La technique de datation du lin à l’aide de rayons X n’est pas destructive. Elle peut donc être répétée plusieurs fois sur le même échantillon. Compte tenu de la datation médiévale obtenue à partir du carbone 14 et de celle obtenue par l’analyse WAXS compatible avec 2000 ans d’histoire, il serait souhaitable d’organiser une campagne de mesures aux rayons X effectuées par plusieurs laboratoires, sur plusieurs échantillons, au maximum de dimensions millimétriques, prélevés du Saint Suaire. Étant donné que la technique WAXS nécessite de très petits échantillons de tissus, de dimensions linéaires même inférieures à 1 mm, et ne craint pas la contamination par des matières organiques d’époques ultérieures, l’éventuel prélèvement d’échantillons sur le linceul du Saint Suaire ne serait nullement invasif et pourrait être effectué sur les bords. En 2002, des fils ont déjà été prélevés du Saint Suaire, conservés par l’Archidiocèse de Turin précisément pour des études scientifiques futures. Cette nouvelle campagne de mesures de datation, à travers le WAXS, pourrait permettre de confirmer que le drap, que la tradition chrétienne associe à la crucifixion, à la mort et à la résurrection de Jésus-Christ, a vraiment 2000 ans d’histoire, définissant une pièce très importante, celle temporelle, du puzzle complexe que le Saint Suaire de Turin représente encore aujourd’hui pour la science.

 

L’étude, disponible en ligne [5], a été effectuée dans les laboratoires IC-CNR du siège de Bari, en collaboration avec le prof. G. Fanti de l’Université de Padoue.

 

Liberato De Caro

 

Institut de cristallographie (IC-CNR), via Amendola 122/O, Bari

 

liberato.decaro@ic.cnr.it

 

DeCaro Heritage.pdf

 

[1]  P. E. Damon et al., Radiocarbon dating of the Shroud of Turin, Nature 337, (1989), pp. 611-615.

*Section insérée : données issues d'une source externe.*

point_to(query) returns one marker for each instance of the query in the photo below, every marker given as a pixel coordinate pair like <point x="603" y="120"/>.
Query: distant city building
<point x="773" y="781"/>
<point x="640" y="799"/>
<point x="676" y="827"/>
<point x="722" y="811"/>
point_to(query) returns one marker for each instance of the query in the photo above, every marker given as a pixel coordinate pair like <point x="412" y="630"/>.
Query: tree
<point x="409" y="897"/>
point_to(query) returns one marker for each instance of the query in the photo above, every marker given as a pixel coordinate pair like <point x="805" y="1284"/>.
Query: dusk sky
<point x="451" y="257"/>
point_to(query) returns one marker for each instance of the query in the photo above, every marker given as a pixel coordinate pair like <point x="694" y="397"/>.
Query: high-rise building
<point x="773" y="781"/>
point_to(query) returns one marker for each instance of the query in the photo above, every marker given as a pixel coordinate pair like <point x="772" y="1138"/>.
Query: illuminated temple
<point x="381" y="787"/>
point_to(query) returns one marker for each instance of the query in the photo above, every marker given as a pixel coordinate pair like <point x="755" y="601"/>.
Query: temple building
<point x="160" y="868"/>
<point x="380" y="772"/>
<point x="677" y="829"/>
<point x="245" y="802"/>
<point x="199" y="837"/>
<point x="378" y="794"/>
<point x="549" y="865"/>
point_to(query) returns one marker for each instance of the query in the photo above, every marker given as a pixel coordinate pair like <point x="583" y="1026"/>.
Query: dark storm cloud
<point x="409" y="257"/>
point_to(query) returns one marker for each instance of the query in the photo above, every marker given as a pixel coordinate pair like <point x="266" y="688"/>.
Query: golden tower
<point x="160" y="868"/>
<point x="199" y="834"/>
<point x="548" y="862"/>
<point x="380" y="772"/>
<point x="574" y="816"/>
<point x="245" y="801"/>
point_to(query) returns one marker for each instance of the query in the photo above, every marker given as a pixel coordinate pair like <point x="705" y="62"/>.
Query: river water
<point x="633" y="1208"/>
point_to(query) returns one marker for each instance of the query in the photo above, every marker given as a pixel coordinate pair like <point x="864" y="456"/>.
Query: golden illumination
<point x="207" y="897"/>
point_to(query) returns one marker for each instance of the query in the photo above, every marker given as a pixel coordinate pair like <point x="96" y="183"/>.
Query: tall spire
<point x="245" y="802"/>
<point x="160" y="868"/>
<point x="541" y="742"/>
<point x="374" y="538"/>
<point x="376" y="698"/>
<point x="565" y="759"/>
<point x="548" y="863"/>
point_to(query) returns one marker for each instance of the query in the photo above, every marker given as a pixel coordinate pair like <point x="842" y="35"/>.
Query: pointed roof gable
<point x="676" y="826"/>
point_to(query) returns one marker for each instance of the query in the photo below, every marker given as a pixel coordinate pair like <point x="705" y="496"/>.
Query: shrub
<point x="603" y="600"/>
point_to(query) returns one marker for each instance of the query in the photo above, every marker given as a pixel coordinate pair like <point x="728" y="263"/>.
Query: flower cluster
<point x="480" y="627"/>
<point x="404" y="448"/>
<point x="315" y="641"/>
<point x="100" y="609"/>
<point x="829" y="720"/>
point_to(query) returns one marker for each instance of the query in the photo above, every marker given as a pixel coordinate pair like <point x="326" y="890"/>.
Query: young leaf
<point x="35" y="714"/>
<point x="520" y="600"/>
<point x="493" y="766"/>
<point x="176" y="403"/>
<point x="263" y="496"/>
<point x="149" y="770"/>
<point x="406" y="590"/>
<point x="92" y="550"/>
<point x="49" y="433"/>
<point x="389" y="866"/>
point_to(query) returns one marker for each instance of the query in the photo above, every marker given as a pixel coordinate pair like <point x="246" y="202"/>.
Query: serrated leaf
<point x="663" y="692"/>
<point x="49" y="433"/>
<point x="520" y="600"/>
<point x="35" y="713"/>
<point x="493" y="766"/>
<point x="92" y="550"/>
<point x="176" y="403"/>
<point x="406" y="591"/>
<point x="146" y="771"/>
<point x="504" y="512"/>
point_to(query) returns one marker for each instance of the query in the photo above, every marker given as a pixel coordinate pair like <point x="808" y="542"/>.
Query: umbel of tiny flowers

[2] B. Walsh, L. Schwalbe, An instructive inter-laboratory comparison : The 1988 radiocarbon dating of the Shroud of Turin, J. Archaeological Science : Reports 29 (2020), 102015ss.

[3] L. De Caro, C. Giannini, R. Lassandro, F. Scattarella, T. Sibillano, E. Matricciani, G. Fanti, X-Ray Dating of Ancient Linen Fabrics, Heritage 2 (2019), p. 2763-2783.

[4] L. De Caro, T. Sibillano, R. Lassandro, C. Giannini, G. Fanti, X-ray Dating of a Turin Shroud’s Linen Sample, Heritage 5 (2022), p. 860-870.